Scenario 6 – Reading data with with introduced processing time – small messages
This test will perform the following steps:
- delete topics
- create topics
- write 100k messages into “topic-1”
- sleep 10 seconds
- write 100k messages into “topic-2”
- sleep 10 seconds
- read messages from both topics with one KafkaConsumer instance
Thing to note here is that all steps marked in bold are concurrent (running in parallel).
Here is the actual code
for
_ <- deleteTopics("topic-1", "topic-2")
_ <- createTopics("topic-1", "topic-2")
_ <- writeRange("topic-1", 0 until 100000)
_ <- writeRange("topic-2", 0 until 100000)

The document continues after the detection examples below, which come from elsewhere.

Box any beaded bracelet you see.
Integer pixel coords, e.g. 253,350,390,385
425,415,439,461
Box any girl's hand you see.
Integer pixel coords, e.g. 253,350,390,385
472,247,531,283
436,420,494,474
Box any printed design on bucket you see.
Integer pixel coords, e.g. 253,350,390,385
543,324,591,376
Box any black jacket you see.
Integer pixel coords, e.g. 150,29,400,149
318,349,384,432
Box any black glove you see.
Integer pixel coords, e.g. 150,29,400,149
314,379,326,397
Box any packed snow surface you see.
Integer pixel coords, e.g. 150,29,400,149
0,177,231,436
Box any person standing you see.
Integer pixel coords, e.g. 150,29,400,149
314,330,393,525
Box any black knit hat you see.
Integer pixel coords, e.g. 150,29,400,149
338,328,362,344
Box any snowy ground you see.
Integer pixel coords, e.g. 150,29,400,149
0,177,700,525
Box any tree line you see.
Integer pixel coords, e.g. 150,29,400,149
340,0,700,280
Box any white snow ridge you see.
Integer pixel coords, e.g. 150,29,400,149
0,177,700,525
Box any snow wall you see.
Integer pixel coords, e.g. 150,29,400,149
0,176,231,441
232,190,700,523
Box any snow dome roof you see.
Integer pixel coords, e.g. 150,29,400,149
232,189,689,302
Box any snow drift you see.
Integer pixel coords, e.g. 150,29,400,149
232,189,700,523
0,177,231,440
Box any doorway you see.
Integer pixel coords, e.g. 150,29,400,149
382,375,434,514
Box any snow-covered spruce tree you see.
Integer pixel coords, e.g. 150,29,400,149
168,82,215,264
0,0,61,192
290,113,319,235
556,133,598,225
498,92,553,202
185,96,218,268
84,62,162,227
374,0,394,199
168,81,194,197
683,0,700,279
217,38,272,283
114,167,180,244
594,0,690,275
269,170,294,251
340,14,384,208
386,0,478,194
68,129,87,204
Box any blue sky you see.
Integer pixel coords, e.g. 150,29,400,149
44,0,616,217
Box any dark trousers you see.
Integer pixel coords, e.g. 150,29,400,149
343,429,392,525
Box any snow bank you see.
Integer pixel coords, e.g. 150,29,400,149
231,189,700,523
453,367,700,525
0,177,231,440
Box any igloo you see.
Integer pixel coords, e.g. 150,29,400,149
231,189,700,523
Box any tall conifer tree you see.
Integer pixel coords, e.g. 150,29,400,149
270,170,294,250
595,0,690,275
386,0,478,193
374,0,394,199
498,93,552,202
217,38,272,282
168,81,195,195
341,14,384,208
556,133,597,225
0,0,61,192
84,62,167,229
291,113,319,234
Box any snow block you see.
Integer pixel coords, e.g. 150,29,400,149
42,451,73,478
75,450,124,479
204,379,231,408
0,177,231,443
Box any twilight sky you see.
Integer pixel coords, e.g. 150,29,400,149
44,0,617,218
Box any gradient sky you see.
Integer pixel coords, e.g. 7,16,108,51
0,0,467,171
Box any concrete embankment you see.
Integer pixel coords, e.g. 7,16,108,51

_ <- read(Topics("topic-1", "topic-2"),
logAndWaitPerMsg(10.millis))
yield ()
Outcome of the test:
20:01:50.530211: Started reading topic name=topic-1
20:04:15.103736: Switched to topic name=topic-2, afterMsg=14320
20:06:37.972485: Switched to topic name=topic-1, afterMsg=14180
20:06:41.601656: Switched to topic name=topic-2, afterMsg=360
20:06:43.013961: Switched to topic name=topic-1, afterMsg=140
20:09:02.170501: Switched to topic name=topic-2, afterMsg=13809
20:11:20.113336: Switched to topic name=topic-1, afterMsg=13691
20:11:20.335153: Switched to topic name=topic-2, afterMsg=22
20:11:25.154276: Switched to topic name=topic-1, afterMsg=478
20:13:47.693232: Switched to topic name=topic-2, afterMsg=14147
20:16:07.308123: Switched to topic name=topic-1, afterMsg=13853
20:16:09.160389: Switched to topic name=topic-2, afterMsg=184
20:16:12.344271: Switched to topic name=topic-1, afterMsg=316
20:18:33.208330: Switched to topic name=topic-2, afterMsg=13985
Here with smaller messages it becomes obvious that if each message is processed 10 milliseconds and every segment needs contains many of them; the switching between partitions will take relatively long time. Processing is again evenly distributed globally, but segment take more time to process.